Winter storm brings back snowy memories

During the day, from the time I woke up until early in the evening, the snow just kept coming. Luckily, it was a major holiday and all I had to do was sit back and watch the snow blanket the Valley.

However, experiencing one of the first really snowy days in years makes me remember back to when snow like this came on cue every winter. Having four distinct seasons in the Valley was entirely normal when I was growing up. There were 100 degree summers and snow covered winters.

It seems like in recent years the amount of snow in the Valley has slowly been decreasing, however it could be that I've just gotten taller.

My husband and I have this discussion every time it snows, remembering back to the winters of our childhoods. I remember when the snow was regularly up past my knees and when making snowmen was a regular winter pastime. But now I have to think back, was the snow really that much deeper or was my knee a lot closer to the ground at the age of five than it is now that I'm just a little older than that.

It seems like when I was growing up the idea of a white Christmas was never too far off. I remember more than one Christmas when getting all of the family together was impossible because of bad weather. Now, it seems more routine to have a white New Year.
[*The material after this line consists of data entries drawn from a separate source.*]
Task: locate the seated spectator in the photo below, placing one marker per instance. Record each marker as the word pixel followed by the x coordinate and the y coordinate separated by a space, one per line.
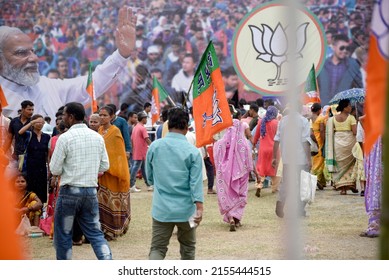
pixel 29 202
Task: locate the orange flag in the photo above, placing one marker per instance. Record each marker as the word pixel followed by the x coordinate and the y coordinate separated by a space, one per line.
pixel 211 112
pixel 311 93
pixel 10 244
pixel 90 89
pixel 3 100
pixel 377 77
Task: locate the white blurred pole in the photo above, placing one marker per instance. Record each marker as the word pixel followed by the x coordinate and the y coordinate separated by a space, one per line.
pixel 293 238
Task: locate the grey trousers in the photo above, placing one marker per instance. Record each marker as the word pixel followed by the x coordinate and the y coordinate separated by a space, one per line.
pixel 161 234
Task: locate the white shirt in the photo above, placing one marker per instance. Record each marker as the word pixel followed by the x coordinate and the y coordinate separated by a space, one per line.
pixel 303 130
pixel 79 156
pixel 48 129
pixel 50 94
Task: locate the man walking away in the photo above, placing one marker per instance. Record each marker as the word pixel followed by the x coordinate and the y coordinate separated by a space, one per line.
pixel 178 197
pixel 79 156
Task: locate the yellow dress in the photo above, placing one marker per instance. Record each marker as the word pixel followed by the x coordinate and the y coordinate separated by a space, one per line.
pixel 318 160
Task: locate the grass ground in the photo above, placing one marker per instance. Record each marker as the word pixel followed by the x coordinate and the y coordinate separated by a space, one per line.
pixel 330 232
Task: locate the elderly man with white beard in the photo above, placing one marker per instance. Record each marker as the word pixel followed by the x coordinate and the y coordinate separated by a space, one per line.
pixel 20 79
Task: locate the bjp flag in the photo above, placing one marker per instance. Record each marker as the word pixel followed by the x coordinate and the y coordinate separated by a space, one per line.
pixel 377 76
pixel 10 244
pixel 159 95
pixel 311 93
pixel 211 112
pixel 90 89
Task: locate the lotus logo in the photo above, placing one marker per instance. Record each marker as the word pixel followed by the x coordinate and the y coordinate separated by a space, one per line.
pixel 272 46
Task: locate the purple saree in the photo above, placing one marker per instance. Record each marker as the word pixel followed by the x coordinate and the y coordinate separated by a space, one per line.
pixel 233 163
Talking to my dad yesterday while he made his way through the heavy snow to drive me home, he said the sight of large piles of snow in the middle of town from the city's plows is something he couldn't remember seeing in quite awhile. At some intersections the piles of snow looked to be five to seven feet tall.

These thoughts of recent winters and snowfalls that never really seem to measure up to much, could be one of the reasons I broke one of the cardinal rules for anyone who lives in the Lower Valley. I don't own a snow shovel.

Yesterday I was out on our front steps looking ever so smart as I tried to clear inches and inches of snow away with my kitchen broom. I just never thought the snow would keep coming.